Hardware Task swiching

Ozguxxx · Post by **Ozguxxx** » Mon Jun 14, 2004 11:31 am

hey, I use hardware task switching, I have about 30 tasks and I use 3 gdt descriptor in total. 1 for kernel task, 1 for user task, 1 for idle task. In fact you can implement all of them with 1 gdt descriptor.

Brendan · Post by **Brendan** » Mon Jun 14, 2004 1:15 pm

Hi,

Ozgunh82 wrote: hey, I use hardware task switching, I have about 30 tasks and I use 3 gdt descriptor in total. 1 for kernel task, 1 for user task, 1 for idle task. In fact you can implement all of them with 1 gdt descriptor.

You'd need at least 2 GDT descriptors wouldn't you? One for the task you're switching from and one for the task you're switching to...

Cheers,

Brendan

Ozguxxx · Post by **Ozguxxx** » Mon Jun 14, 2004 2:12 pm

I dont understand why we need 2 descriptors. Do you need a descriptor for task that is currently running?

Brendan · Post by **Brendan** » Mon Jun 14, 2004 5:17 pm

Hi,

Ozgunh82 wrote: I dont understand why we need 2 descriptors. Do you need a descriptor for task that is currently running?

Ooops! You're right - the CPU caches the base address and limit of the current TSS.

Cheers,

Brendan

proxy · Post by **proxy** » Mon Jun 14, 2004 10:39 pm

so just to get this straight, you could just load a TSS into an entry in the GDT every time you switch if you wanted? is this terribly inefficient?

proxy

Candy · Post by **Candy** » Mon Jun 14, 2004 11:03 pm

proxy wrote: so just to get this straight, you could just load a TSS into an entry in the GDT every time you switch if you wanted? is this terribly inefficient?

proxy

AFAIK, the cpu doesn't cache the GDT anyway, so I guess not so much. Still, it's not fast either.

Ozguxxx · Post by **Ozguxxx** » Tue Jun 15, 2004 2:04 am

Why is that terribly inefficient?

Brendan · Post by **Brendan** » Tue Jun 15, 2004 7:05 am

Hi,

Hardware task switching can be terribly in-efficient in general. Loading a TSS into an entry in the GDT every time you switch tasks would add roughly 10 cycles to the task switch (which is 300 cycles or more).

A software task switch could be up to 10 times faster, but this depends a lot on how segment registers are used and if CR3 is changed too.

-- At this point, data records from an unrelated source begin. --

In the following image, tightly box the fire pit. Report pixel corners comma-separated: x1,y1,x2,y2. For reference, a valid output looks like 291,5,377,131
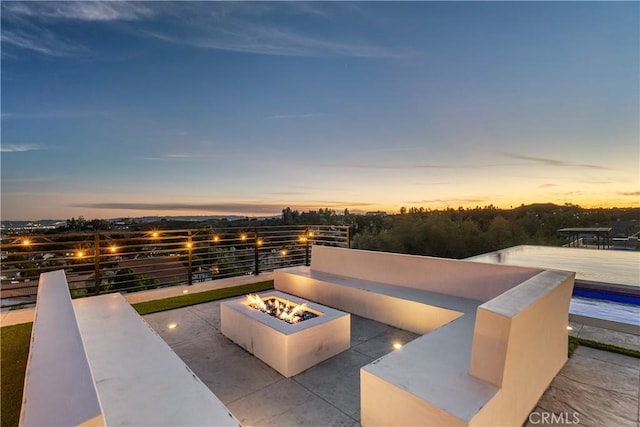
220,291,351,377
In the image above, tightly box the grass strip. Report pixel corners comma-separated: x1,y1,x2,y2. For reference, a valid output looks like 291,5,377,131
569,337,640,359
132,280,273,315
0,322,33,427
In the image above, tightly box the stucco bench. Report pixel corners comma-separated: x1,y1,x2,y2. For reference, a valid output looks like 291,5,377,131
21,271,240,426
274,246,574,426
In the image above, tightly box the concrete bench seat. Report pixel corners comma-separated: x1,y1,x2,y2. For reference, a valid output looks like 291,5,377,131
20,272,240,426
274,246,575,426
274,267,482,335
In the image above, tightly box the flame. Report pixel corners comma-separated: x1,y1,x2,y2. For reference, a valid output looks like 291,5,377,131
247,294,307,323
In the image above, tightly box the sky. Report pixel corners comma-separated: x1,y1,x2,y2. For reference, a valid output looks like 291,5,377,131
0,0,640,220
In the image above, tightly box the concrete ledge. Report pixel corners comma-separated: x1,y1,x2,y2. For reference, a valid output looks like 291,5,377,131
74,294,240,426
19,270,105,426
274,246,575,426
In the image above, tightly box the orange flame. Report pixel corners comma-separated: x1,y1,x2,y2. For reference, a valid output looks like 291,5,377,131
247,294,307,323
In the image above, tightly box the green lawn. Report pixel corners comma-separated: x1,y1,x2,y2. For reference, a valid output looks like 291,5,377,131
0,323,33,427
0,280,273,427
132,280,273,315
0,281,640,427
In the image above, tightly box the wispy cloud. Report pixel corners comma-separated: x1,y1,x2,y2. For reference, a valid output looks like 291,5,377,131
500,152,610,170
405,197,490,205
0,29,86,57
0,111,111,120
2,1,155,21
0,144,45,153
71,200,372,215
137,153,208,161
2,177,56,182
306,162,504,170
145,24,415,59
1,1,155,58
267,113,327,120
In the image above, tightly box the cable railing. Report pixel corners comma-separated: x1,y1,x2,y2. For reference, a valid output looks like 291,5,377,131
0,225,349,307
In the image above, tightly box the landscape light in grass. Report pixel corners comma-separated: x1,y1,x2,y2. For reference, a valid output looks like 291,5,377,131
246,294,318,324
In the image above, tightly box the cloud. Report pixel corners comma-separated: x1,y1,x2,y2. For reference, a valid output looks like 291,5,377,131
267,113,326,120
136,153,208,161
140,8,417,59
71,201,372,215
0,111,111,120
0,144,45,153
0,29,86,57
2,1,155,21
306,163,504,170
500,152,610,170
405,197,489,205
2,177,56,182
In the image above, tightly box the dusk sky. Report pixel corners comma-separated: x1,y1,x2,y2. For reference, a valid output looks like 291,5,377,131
1,1,640,220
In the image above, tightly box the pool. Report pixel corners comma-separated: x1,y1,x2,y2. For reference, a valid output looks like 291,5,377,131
467,245,640,326
569,295,640,326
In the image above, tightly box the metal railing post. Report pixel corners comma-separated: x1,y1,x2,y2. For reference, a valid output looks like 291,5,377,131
187,230,193,286
346,226,351,249
93,233,100,295
253,227,260,276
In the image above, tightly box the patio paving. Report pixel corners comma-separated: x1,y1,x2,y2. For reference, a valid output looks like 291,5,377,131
144,301,640,427
144,301,418,426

The "hardware task switching vs. software task switching" subject tends to come up fairly often, but I couldn't find it in the wiki. I'm going to have a go at adding a pile of information to the scheduling/context switch page (probably take me an hour or so)...

Cheers,

Brendan

Pype.Clicker · Post by **Pype.Clicker** » Tue Jun 15, 2004 8:09 am

it's not in the wiki so far because whether you'll prefer hardware or software switching (or hybrid) depends much on what's your design goals.

If you mainly have inter process switches and that process have their own I/O map, for instance, hardware switching can outrun software switching, while for intra-process switches, nothing can beat software switching (since the hardware doesn't see it shouldn't change CR3 and flush TLBs)

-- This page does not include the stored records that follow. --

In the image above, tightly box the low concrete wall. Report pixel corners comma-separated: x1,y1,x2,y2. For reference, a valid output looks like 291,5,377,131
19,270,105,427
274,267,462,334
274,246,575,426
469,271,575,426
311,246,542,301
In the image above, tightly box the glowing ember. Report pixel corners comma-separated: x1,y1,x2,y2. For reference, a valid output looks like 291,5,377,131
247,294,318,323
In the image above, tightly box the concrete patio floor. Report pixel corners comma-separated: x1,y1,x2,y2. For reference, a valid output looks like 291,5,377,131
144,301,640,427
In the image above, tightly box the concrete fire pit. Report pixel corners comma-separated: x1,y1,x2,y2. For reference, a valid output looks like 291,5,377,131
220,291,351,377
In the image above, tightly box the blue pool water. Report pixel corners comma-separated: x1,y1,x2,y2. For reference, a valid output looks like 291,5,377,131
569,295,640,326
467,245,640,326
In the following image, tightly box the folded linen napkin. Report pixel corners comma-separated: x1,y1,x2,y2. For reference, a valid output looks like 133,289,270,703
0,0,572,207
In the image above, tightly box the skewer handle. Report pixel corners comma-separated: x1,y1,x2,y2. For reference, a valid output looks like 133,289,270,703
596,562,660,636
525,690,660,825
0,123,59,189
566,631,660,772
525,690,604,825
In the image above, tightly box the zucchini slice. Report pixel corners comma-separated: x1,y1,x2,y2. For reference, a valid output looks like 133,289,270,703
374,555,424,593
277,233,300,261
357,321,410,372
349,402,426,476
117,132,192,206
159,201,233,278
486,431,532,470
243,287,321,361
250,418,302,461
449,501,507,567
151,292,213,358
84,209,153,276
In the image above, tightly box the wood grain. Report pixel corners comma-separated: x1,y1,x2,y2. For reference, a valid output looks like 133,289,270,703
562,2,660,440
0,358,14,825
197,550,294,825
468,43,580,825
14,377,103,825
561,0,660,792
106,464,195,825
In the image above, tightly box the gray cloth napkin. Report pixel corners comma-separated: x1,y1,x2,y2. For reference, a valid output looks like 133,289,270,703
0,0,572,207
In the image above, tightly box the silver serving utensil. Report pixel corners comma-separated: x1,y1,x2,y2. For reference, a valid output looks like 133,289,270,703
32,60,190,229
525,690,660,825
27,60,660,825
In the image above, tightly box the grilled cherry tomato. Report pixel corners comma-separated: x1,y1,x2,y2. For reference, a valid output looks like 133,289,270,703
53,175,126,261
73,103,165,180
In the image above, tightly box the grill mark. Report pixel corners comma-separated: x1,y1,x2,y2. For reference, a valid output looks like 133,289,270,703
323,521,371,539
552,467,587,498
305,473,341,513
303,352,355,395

Also think that with software TS, you'll have to handle saving/restoring FPU registers yourself, while hardware TS can assist you by issueing an exception when you try to access FPU state after a switch occured (and thus a save/restore is needed) while avoiding saving/restoring when switching from/to a task that doesn't use FPU at all

Brendan · Post by **Brendan** » Tue Jun 15, 2004 9:20 am

Hi,

Pype.Clicker wrote: it's not in the wiki so far because whether you'll prefer hardware or software switching (or hybrid) depends much on what's your design goals.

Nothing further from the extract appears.